Son yayımlanan genelgede tarım ve gıda sektörünü ilgilendiren yeni tedbirlerin bulunduğuna dikkati çeken Pakdemirli, “Gıda sektöründe restoran ve pastane gibi yeme içme yerleri 10.00 ila 20.00 saatleri arasında sadece paket servis hizmeti verecek şekilde açık olabilecek. Bununla birlikte üretim ve imalat tesisleri saat sınırı olmadan açık kalabilecek. Küçükbaş ve büyükbaş hayvanları otlatanlar, arıcılık faaliyetini yürütenler, veteriner hekimler, bitkisel ve hayvansal ürünlerin üretimi, sulaması, işlenmesi, ilaçlaması, hasadı, pazarlanması ve nakliyesinde çalışanlar da yasaklardan muaf olacak, yani işlerini yürütebileceklerdir” dedi.



“Tarımsal hasıla son 2 yılda yüzde 47 arttı”


Cumhurbaşkanlığı Hükümet Sistemi ile “tarım ve ormanın” tek bir bakanlık çatısı altında toplandığını hatırlatan Pakdemirli, “Bu sayede alınan hızlı kararlarla 2018 yılını yüzde 2,1 ve 2019 yılını ise yüzde 3,7 büyüyerek tamamladık. 2020 yılının ilk çeyreğinde ise sektörümüz yüzde 2,6 ve ikinci çeyreğinde de yüzde 4 ile ilk altı ayda ortalama yüzde 3,5 büyüdü” diye konuştu.


2002 yılında 37 milyar lira olan tarımsal hasılayı 277,5 milyar liraya çıkardıklarını dile getiren Pakdemirli, son iki yılda ise hasılanın toplamda yüzde 47 arttığını söyledi.
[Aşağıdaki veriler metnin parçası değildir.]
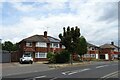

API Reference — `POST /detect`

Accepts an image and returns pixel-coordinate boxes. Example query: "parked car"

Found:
[20,53,33,64]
“DİTAP’ta ticaret hacmi 150 milyona ulaştı”


Bu yıl hayata geçirdikleri DİTAP’ın yaklaşık 150 milyon liralık işlem hacmine ulaştığını ve sisteme 105 binin üzerinde kayıtlı alıcı ve satıcının bulunduğunu anlatan Pakdemirli, sistemin daha yaygınlaşması için taşra teşkilatına önemli görevler düştüğünü söyledi. Türkiye’de her yıl 18,8 milyon ton gıdanın çöpe gittiğini belirten Pakdemirli, bunun önüne geçmek için “Gıdanı Koru, Sofrana Sahip Çık” kampanyasını başlattıklarını belirterek, “Eğer, toplumsal farkındalık meydana getirebilir, yüzde 2’lik bir tasarruf sağlayabilirsek, 10 milyar liramızı çöpe atmamış oluruz. Bu rakam, 360 bin ailenin yıllık asgari geçimi demektir” dedi.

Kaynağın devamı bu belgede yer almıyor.